1) And (5) controlling the quality of the machine-off data and filtering a low-quality sequence: the overall required data size is greater than 90G, and the reads average length is greater than 10kb; meanwhile, only the sequence with the mass more than or equal to 10 and the length more than or equal to 1000bp is reserved;
2) Sequence alignment: the off-the-shelf data is compared to the human reference genome, and the step is automatically packaged, so that the free switching of a plurality of reference genome versions (hg 19, hg38 and T2T) can be realized. And finally forming a bam file and a bam.bai index file.
The haplotype typing comprises the following steps:
s201: performing mutation detection and screening SNPs on the sample processing result;
the detailed steps are as follows:
1) And (3) mutation detection: performing mutation detection by using a Docker flow of Pepper-Margin-deep;
2) Screening SNPs: SNP and IN/DEL are separated to give vcf_total.
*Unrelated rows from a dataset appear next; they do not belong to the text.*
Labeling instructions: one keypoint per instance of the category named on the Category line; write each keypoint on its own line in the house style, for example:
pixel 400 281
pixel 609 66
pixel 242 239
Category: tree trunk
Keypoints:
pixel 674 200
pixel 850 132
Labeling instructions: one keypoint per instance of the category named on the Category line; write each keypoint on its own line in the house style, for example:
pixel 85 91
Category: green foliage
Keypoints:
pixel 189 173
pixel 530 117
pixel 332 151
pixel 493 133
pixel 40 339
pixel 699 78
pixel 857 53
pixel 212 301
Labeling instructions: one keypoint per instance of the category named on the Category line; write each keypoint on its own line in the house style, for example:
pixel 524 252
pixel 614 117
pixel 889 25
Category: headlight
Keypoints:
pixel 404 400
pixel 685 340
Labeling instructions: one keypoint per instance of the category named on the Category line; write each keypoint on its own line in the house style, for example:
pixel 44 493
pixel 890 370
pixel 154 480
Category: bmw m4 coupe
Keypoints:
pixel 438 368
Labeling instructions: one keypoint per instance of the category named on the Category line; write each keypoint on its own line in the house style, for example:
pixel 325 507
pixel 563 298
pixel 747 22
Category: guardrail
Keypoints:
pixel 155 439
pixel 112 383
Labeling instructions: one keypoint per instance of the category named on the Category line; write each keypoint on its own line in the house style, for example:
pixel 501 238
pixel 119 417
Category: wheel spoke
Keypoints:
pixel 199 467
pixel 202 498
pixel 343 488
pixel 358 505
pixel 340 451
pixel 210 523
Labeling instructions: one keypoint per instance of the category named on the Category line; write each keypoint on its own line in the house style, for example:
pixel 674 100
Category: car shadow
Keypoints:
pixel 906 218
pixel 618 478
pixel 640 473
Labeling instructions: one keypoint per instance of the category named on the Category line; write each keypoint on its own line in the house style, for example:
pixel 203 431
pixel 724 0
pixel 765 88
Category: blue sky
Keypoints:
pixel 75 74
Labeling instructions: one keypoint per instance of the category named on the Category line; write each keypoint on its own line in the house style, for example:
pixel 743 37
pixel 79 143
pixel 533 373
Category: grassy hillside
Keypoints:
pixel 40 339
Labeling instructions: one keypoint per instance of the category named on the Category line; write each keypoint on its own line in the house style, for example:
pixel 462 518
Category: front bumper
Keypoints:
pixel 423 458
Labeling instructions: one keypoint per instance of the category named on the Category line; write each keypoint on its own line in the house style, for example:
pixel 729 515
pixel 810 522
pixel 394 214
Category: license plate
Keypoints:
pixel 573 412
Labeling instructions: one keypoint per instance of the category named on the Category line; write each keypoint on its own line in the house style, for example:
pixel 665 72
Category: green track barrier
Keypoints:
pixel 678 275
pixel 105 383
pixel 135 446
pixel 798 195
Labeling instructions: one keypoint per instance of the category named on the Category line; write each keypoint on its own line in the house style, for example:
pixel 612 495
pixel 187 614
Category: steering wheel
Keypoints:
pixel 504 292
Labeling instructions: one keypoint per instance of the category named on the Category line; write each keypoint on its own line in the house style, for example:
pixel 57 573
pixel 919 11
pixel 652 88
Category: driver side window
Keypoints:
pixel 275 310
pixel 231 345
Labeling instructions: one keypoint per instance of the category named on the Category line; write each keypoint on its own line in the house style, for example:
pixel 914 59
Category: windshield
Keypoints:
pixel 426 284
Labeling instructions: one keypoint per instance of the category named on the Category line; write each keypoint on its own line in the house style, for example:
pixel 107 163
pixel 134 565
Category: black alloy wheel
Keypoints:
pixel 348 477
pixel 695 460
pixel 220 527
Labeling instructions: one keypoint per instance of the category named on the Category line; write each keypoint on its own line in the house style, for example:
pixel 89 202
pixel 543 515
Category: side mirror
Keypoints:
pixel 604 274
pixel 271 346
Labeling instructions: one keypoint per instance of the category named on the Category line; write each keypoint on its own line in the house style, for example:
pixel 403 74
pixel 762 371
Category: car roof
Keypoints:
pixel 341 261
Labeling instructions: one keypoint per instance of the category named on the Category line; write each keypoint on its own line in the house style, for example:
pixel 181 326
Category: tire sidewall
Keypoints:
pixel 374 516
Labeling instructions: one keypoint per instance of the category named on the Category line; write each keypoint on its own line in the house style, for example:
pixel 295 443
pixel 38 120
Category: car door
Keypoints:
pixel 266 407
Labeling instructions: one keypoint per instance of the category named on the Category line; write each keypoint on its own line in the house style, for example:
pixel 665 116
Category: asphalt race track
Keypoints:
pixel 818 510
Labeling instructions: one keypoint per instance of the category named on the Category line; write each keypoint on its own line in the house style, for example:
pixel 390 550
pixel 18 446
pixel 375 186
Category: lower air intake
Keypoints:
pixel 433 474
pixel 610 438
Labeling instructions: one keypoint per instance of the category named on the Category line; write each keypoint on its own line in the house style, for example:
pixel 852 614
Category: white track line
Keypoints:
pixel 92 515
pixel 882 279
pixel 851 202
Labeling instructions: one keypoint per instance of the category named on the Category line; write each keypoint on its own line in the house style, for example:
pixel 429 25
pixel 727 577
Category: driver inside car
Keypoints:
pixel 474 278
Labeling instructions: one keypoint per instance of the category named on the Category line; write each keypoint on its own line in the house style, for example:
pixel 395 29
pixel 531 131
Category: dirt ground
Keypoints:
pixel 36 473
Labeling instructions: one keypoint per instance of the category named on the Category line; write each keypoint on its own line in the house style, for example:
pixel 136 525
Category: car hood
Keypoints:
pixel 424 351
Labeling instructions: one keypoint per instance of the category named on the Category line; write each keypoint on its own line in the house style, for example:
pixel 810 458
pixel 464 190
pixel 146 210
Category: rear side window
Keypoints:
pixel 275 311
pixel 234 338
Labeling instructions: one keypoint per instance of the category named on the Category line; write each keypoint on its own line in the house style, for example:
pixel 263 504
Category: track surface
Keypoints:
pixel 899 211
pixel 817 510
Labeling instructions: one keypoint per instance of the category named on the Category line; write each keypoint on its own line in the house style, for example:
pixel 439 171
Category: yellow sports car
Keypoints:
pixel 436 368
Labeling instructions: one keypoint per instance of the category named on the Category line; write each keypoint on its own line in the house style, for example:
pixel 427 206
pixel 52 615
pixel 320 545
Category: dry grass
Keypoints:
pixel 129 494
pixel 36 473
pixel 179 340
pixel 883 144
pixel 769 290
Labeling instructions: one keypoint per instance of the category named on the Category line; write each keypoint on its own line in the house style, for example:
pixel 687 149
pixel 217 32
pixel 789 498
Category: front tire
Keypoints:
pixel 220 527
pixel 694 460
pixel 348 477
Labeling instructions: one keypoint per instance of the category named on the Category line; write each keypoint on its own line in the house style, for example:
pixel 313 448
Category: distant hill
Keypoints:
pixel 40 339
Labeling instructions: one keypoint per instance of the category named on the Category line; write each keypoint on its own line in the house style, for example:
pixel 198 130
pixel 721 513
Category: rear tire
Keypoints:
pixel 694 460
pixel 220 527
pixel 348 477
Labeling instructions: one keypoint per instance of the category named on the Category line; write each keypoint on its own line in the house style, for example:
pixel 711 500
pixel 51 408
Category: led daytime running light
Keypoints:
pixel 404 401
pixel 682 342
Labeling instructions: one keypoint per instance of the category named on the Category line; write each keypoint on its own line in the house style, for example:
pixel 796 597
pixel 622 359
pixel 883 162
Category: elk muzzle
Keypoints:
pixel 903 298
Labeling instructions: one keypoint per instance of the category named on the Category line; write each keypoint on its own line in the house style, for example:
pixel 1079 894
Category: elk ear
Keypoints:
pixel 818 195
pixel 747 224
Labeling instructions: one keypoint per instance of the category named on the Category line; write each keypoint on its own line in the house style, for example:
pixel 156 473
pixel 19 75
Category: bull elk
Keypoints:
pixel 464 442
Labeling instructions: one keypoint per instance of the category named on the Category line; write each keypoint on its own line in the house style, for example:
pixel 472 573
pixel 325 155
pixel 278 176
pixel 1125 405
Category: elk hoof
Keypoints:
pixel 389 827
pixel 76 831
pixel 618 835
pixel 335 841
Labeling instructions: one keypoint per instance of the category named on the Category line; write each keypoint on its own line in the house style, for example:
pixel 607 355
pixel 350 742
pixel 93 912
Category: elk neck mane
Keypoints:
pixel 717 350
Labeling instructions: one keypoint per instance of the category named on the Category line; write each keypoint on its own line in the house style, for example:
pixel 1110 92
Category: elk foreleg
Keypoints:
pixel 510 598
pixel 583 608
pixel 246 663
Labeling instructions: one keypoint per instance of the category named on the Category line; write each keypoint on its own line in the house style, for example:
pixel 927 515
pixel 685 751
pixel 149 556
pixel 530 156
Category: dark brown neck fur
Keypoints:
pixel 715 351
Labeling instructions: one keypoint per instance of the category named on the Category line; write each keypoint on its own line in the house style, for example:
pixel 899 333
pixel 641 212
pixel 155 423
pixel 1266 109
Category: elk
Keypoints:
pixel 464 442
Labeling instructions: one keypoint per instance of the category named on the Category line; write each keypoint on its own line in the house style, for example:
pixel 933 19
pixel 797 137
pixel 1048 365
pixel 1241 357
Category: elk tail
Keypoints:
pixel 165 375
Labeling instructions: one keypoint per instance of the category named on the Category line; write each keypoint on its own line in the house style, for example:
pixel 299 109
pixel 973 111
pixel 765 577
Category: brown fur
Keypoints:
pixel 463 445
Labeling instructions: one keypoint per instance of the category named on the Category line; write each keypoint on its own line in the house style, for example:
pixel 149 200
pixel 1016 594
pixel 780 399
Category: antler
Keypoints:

S202: and carrying out haplotype typing and correction on the sample processing result and the screened SNPs to obtain a final haplotype result.
The detailed steps are as follows:
1) Carrying out Margin typing on sample processing results and screened SNPs, wherein the method comprises the following steps:
a. parting: parting is carried out by using Margin software, and a bam file containing parting results is obtained;
b. cutting a Bam file, and dividing the Bam file into HP 1-Bam and HP 2-Bam according to the parting result in the Bam file;
c. mutation detection (HP 1, HP 2) for detecting the mutation of the HP1, HP2 parts;
d. screening SNPs, namely separating the SNP from the IN/DEL to obtain vcf_HP1 and vcf_HP2;
e. inputting vcf_HP1, vcf_HP2 and vcf_total, and combining a pre-designed parting decision tree to obtain a final parting result;
2) The samples were processed and screened SNPs were WhatsHap typed as follows:
a. parting: typing by using WhatsHap software to obtain a bam file containing a typing result;
b. result processing and integration: processing the WhatsHap original result, and converting the WhatsHap original result into a format which is easy to view later by combining a parting decision tree;
3) And (3) combining a Magrin typing route and a WhatsHap typing route, comparing, correcting and optimizing the obtained pathogenic chain haplotype.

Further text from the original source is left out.